As an example, ARAGORN, an ARA that receives requests from the ARS and performs subsequent requests to downstream components makes use of FastAPI instrumentation to trace incoming requests and httpx instrumentation for tracing outgoing requests. This code snippet shows how ARAGORN traces both incoming and outgoing requests.

When tracing outgoing requests, should calls to external services outside of Translator components be included?

Recording outgoing requests to external services can be essential for capturing communication details, aiding in troubleshooting, performance monitoring, and understanding dependencies outside your system.

In a Development environment with no provisioned Jaeger instance, what is the best way to test my OTEL implementation?

To use a local Jaeger instance for testing your OpenTelemetry implementation, you can follow these general steps:

  1. Install Jaeger: Download and install Jaeger locally. You can use Docker to quickly set up a Jaeger all-in-one instance:
       docker run -d --name jaeger -p 16686:16686 -p 4317:4317 -p 4318:4318 jaegertracing/all-in-one:latest
    
    This command pulls the latest Jaeger image and runs it, exposing the Jaeger UI on port 16686.
  2. Configure OpenTelemetry SDK: Use the OpenTelemetry SDK in your application to send traces to your local Jaeger instance. Configure your OpenTelemetry instrumentation to send data to localhost on the relevant Jaeger ports (4318 for HTTP and 4317 for gRPC).

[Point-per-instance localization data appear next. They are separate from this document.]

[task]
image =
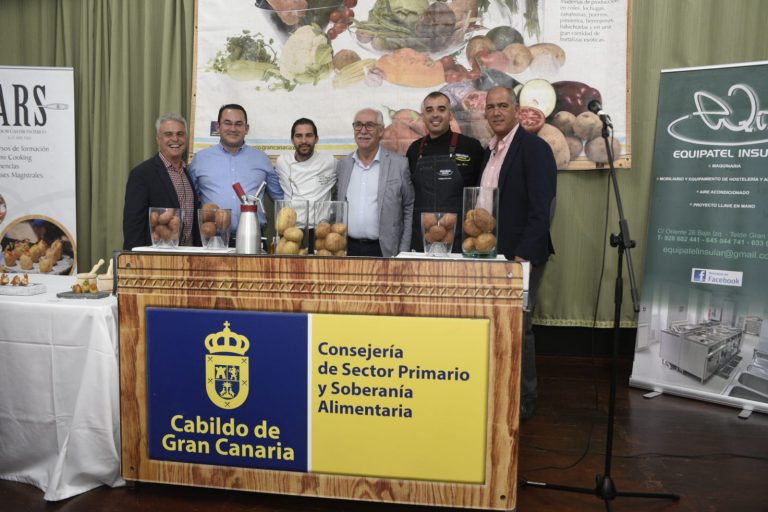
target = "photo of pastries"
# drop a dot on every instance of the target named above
(37, 246)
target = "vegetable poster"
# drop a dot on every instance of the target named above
(703, 329)
(37, 171)
(327, 59)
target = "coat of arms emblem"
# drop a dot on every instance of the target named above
(226, 368)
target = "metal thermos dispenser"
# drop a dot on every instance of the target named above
(248, 238)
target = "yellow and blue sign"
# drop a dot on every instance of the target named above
(391, 397)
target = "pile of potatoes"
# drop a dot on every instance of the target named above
(214, 220)
(479, 225)
(330, 239)
(438, 228)
(291, 236)
(166, 226)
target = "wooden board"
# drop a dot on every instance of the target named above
(400, 287)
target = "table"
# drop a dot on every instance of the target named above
(59, 391)
(382, 379)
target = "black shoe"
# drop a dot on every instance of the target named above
(527, 408)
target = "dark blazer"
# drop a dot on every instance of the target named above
(527, 185)
(149, 185)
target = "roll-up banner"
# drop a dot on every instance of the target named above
(37, 170)
(701, 330)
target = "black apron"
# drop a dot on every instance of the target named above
(441, 190)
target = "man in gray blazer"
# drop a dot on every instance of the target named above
(377, 185)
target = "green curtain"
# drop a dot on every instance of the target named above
(133, 61)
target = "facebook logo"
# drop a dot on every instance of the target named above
(717, 277)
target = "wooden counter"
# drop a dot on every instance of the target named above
(466, 289)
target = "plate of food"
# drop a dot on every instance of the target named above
(18, 284)
(37, 258)
(431, 27)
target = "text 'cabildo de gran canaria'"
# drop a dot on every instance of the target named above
(226, 437)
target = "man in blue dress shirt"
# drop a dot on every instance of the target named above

  3. Instrument Your Code: Instrument your application using OpenTelemetry APIs to create traces. Please make sure you’ve set up the instrumentation to export traces to your local Jaeger instance.

  4. Verify Traces: Execute your application’s workflows or requests that should generate traces. Then, access the Jaeger UI at http://localhost:16686 in your browser to view the traces generated by your application.

Remember to adapt the OpenTelemetry SDK configuration in your code to use the address and ports where your local Jaeger instance is running.

This approach provides a local environment for testing OpenTelemetry traces with Jaeger without needing a remote Jaeger instance.

I already implemented OpenTelemetry using a Jaeger Client, but now I want to migrate to an OTLP client, what do I need to do?

Due to the simplicity of most Translator telemetry implementations, migration from a Jaeger Client to an OTLP client should be fairly quick and straightforward. It may be as simple as replacing one of the packages used to instrument the application.

You will also need to change the deployment configuration for where traces are sent. The Thrift protocol, and it’s associated port (6831), will not work with OTLP. Use HTTP (port 4318) or gRPC (port 4317) instead.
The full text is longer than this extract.